Light-induced synthesis of Highly stable CsPbCl3:Mn2+@mSiO2 nanocomposites for white Light-Emitting Diodes

Abstract

All-inorganic perovskite nanocrystals (NCs) exhibit great promise in optoelectronics and photovoltaics. However, their intrinsic low-thermal/oxygen/moisture stability and the rigorous synthesis procedures have limited the practical applications. Here, we present a facile, one-step, light-induced method to synthesize CsPbCl3:Mn2+ NCs at room temperature by using carbon tetrachloride (CCl4) as the halide source. The corresponding formation mechanism of CsPbCl3:Mn2+ NCs is revealed, where CsPbCl3:Mn2+ NCs are formed through the direct incorporation of [MnCl6]4− octahedral into the perovskite lattice during the nucleation and growth process. Additionally, we demonstrate the in-situ growth of CsPbCl3:Mn2+ NCs within mesoporous silica (mSiO2) spheres to form CsPbCl3:Mn2+@mSiO2 nanocomposites via the light-induced method, resulting in a remarkable improvement in high-temperature and long-time stability.
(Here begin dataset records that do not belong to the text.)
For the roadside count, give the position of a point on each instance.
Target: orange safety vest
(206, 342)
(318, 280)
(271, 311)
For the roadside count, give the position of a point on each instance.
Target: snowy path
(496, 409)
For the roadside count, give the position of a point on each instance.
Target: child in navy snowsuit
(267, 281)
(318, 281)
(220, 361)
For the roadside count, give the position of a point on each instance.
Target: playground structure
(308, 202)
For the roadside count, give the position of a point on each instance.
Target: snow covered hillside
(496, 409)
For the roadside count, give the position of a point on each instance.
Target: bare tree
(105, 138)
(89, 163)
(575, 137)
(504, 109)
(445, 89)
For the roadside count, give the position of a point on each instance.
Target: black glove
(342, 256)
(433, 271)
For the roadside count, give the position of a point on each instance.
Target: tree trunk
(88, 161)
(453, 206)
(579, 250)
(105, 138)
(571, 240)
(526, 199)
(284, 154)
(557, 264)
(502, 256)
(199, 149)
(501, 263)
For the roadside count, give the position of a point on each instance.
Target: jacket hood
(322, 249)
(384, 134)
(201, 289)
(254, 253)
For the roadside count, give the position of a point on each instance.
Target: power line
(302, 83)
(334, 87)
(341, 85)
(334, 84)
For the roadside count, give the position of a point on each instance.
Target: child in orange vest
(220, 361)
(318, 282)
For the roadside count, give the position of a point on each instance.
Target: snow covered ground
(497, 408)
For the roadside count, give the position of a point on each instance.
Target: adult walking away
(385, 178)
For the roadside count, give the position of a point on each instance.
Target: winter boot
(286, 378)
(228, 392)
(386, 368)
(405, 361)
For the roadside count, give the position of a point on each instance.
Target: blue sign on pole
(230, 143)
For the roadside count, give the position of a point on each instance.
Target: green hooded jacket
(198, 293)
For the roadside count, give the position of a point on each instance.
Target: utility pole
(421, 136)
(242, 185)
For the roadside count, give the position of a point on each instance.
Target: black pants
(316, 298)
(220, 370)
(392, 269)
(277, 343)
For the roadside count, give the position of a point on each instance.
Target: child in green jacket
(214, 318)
As a prototype experiment, a white light-emitting diode (WLED) device is constructed using CsPbCl3:Mn2+@mSiO2 nanocomposites, which exhibits a bright white-light emission with the CIE chromaticity coordinate of (0.352, 0.340). It is anticipated that light-induced synthesis method provides a straightforward strategy for synthesizing multifunctional halide perovskite nanocrystals and nanocomposites for versatile applications.